Komite, iki şehidin ölümüne yol açan bu korkunç suçun, yetkililerin Cenin kampında Filistin halkına karşı işlediği devam eden ihlallerin kanlı kaydına eklendiğini ve sistematik hedef alma yoluyla şehit sayısının 8’e çıktığını da sözlerine ekledi. 30 günden fazla süredir devam eden, su ve elektriğin kesildiği kuşatmada Filistinliler gerçek mermi ve top mermileriyle hedef alınıyor.
Komite, suçtan tamamen otoriteyi ve güvenlik servislerini sorumlu tutarak, bunu “buna katılan veya destekleyen herkesin alnında bir utanç” olarak nitelendirdi. Ayrıca Filistin halkına bu suçlara sessiz kalmamaları çağrısında bulundu. “Herkesin gözü önünde dökülen masum insanların kanına hoşgörü gösterilmemelidir.” Bu, çocuklar da dahil olmak üzere vatandaşların hedef alınması, bu ülkede hiçbir onurlu ve özgür insanın kabul etmeyeceği bir kırmızı çizgidir. Bu baskıcı politikaların yalnızca insan sayımızı artıracağını teyit ediyoruz.

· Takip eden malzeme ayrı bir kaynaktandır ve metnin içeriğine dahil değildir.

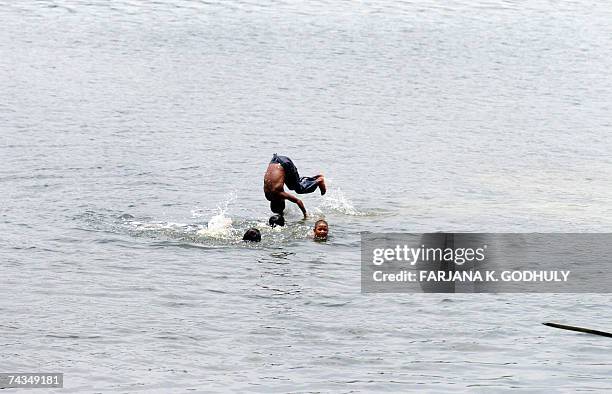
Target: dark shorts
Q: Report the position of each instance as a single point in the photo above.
(293, 181)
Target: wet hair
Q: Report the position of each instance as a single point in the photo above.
(277, 206)
(276, 220)
(321, 221)
(252, 235)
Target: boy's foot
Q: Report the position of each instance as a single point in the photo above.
(322, 186)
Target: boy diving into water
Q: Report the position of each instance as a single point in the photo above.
(281, 171)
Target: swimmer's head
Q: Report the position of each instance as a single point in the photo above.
(320, 230)
(252, 235)
(277, 206)
(276, 220)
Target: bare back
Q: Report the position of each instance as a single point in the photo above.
(274, 181)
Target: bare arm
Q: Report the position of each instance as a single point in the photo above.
(295, 200)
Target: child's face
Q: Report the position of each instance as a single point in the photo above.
(321, 231)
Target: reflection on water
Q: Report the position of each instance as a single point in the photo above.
(134, 145)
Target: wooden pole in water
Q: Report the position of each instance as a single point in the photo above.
(579, 329)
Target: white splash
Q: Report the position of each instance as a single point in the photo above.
(335, 201)
(219, 225)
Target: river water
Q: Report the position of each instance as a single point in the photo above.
(134, 138)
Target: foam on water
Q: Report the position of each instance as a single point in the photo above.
(336, 201)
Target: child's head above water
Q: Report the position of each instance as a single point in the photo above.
(321, 229)
(276, 220)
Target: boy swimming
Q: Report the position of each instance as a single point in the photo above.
(281, 171)
(320, 230)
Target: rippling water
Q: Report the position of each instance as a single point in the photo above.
(134, 141)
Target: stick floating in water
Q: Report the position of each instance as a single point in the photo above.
(579, 329)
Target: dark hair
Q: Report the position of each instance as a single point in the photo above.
(277, 206)
(321, 221)
(252, 235)
(276, 220)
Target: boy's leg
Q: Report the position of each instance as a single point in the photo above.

Adaletsizlik ve saldırganlığa karşı koymaya kararlıyız.”
Kuşatma sırasında yetkililer, güvenli kişilerin evlerine kasıtlı olarak yoğun bir şekilde ateş açtı ve hatta Cenin Tugayı’nın kurucu şehidi Cemil el-Amuri’nin, teröristler tarafından yakılan aile evi gibi bazılarını bombalayıp yaktı.
Son zamanlarda yerel kaynaklar, Otorite güvenlik personelinin kamp içinde hareket eden her şeye ateş ettiğini, pek çok sakinin yaralandığını ve mallarına zarar verdiğini bildirdi.
Kaynaklar, kampın insani açıdan felaket bir duruma sahne olduğunu, kamptaki kuşatmanın devam etmesi, elektrik ve suların kesilmesi nedeniyle susuz ve ekmeksiz kalan ailelerin bulunduğunu ifade etti.
Güvenlik operasyonuyla bağlantılı olarak yetkililer, operasyonu eleştiren herkese karşı baskılarını yoğunlaştırırken, bazı video kliplerde yetkililerin tutuklanan Filistinlilere işkence ve kötü muamele yaptığı görülüyor.
Otorite ayrıca, gazetecilerin kampa girmesini engelleyerek, gazeteci Shatha Al-Sabagh’ı infaz ederek ve son olarak da otoritenin El Cezire’nin çalışmalarını askıya alma kararıyla, basın özgürlüğüne yönelik kısıtlamaları da yoğunlaştırdı.